Most of us take transportation for granted. America on the Move - by means of its exhibition in Washington (the largest at the Smithsonian's National Museum of American History), its education kits circulated to school districts throughout the U.S., and its extensive website - counters that attitude. Society has always depended on its systems of transport.
The timeline of America on the Move begins in 1876, the nation's Centennial. By that time, railroads had already spanned the continent and united the country in an unprecedented transportation network.
The results were soon profound: economically, culturally, and politically. Personal mobility radically expanded; one could travel across the country in a week in the 1870s instead of taking several months just a decade before.
The economy began a huge expansion, growing almost ten-fold in the last quarter of the 19th Century. Physical mobility became essential for social mobility. And the old sectionalism of our pre-Civil War politics eroded. As historian John Hankey has noted, citizens spoke more often of a singular, "this United States" instead of a plural, "these United States."
Railroads in the 20th century continued to develop. By 1970, rail freight began setting all-time yearly records. Between 1970 and 2000, rail freight doubled. There were, however, many big adjustments along the way.

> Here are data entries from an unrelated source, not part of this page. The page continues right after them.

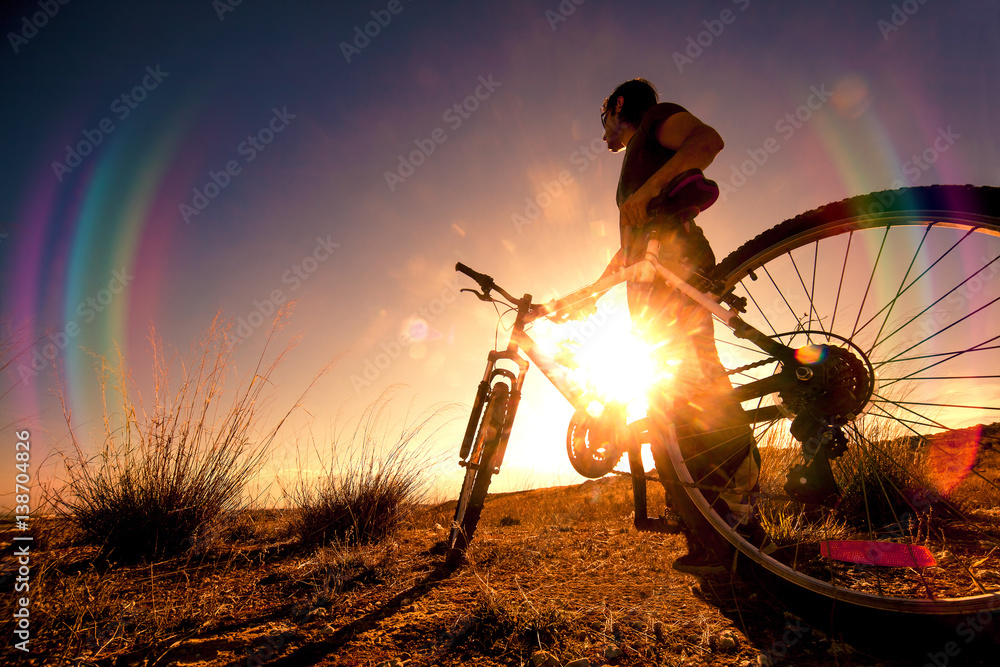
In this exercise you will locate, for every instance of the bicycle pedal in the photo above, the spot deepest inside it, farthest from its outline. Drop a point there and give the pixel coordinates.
(658, 524)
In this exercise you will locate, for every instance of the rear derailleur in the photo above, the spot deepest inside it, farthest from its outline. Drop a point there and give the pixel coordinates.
(812, 481)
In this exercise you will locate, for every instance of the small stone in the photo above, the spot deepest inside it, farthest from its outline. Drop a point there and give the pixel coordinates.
(839, 649)
(726, 641)
(612, 652)
(544, 659)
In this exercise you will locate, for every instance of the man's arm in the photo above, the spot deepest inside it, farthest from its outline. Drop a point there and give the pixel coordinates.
(616, 264)
(696, 146)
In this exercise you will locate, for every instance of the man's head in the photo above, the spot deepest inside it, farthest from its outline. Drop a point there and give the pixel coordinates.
(631, 100)
(623, 111)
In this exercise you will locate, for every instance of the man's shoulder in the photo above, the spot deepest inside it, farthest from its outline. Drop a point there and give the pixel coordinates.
(660, 112)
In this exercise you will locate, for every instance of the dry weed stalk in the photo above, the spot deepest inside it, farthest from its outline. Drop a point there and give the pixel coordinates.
(161, 480)
(372, 480)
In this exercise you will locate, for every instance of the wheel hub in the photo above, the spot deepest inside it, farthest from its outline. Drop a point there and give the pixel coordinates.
(832, 383)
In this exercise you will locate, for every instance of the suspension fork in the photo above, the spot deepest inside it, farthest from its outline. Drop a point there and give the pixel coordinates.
(491, 374)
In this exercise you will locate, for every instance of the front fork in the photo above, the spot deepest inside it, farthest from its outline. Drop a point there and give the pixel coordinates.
(492, 375)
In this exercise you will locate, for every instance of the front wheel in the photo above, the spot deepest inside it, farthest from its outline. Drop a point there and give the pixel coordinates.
(478, 472)
(896, 293)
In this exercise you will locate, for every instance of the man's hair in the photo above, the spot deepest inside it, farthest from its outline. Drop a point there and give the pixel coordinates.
(639, 96)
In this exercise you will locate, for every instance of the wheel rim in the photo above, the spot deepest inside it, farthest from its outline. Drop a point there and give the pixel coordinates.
(916, 293)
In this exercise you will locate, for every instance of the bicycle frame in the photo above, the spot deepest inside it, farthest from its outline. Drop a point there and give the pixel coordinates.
(645, 271)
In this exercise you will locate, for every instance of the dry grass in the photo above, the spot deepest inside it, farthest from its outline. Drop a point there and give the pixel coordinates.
(162, 481)
(373, 478)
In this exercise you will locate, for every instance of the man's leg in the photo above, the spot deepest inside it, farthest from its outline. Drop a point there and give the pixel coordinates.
(715, 442)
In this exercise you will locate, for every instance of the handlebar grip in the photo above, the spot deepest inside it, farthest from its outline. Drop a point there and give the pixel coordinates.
(484, 280)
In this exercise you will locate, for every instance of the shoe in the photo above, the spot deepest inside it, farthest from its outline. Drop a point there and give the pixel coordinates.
(699, 563)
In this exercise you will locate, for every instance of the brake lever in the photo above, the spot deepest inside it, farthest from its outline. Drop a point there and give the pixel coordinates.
(482, 296)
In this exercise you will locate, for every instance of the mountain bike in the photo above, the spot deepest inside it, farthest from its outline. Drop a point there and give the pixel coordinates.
(861, 344)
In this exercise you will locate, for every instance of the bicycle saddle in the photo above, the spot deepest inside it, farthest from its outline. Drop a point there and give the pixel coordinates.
(688, 194)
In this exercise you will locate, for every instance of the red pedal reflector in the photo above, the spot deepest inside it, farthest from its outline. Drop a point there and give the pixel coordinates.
(887, 554)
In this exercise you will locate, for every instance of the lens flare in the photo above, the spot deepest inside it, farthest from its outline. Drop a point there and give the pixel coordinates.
(811, 354)
(604, 358)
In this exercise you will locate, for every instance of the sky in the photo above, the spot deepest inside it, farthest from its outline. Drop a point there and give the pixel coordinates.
(166, 163)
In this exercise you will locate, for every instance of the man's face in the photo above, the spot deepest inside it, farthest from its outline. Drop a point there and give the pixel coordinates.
(612, 128)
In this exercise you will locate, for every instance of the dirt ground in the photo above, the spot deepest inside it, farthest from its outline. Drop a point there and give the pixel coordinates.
(559, 571)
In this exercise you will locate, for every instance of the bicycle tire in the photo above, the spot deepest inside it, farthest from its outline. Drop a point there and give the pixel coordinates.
(929, 227)
(479, 472)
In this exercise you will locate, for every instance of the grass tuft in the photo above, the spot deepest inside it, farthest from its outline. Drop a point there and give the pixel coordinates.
(162, 482)
(370, 488)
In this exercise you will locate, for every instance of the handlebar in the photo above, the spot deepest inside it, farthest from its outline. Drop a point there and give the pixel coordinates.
(486, 284)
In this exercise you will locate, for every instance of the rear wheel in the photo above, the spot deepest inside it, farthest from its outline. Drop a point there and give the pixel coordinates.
(896, 295)
(478, 472)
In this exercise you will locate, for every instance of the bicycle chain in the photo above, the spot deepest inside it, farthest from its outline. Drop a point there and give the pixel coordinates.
(706, 487)
(756, 364)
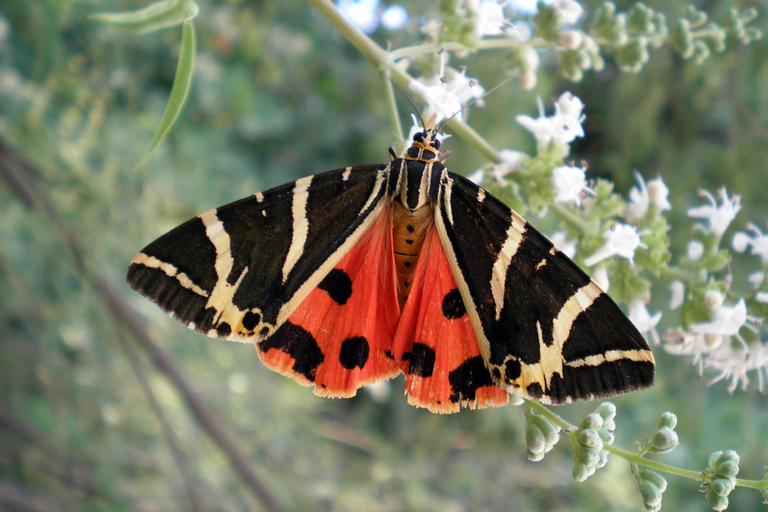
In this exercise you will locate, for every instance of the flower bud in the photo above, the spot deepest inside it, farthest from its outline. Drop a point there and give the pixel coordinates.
(718, 503)
(664, 441)
(728, 469)
(592, 420)
(713, 299)
(571, 39)
(590, 438)
(722, 486)
(668, 419)
(581, 472)
(607, 411)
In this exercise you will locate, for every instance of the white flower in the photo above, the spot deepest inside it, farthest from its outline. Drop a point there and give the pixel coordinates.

Whereas in 1900 the train carried almost all long-distance travelers, in 2000 such travelers almost all went by car or airplane. America on the Move highlights this complex history, with a preamble from the late 19th century.
To the right is the famous photograph by Andrew J. Russell of the ceremony that celebrated the final joining of the rails of the world's first transcontinental rail line. On May 10, 1869, a golden spike was driven, a telegrapher signaled, "Done!" and bells rang in cities from coast to coast, in one of the first news bulletins shared nationwide in real-time.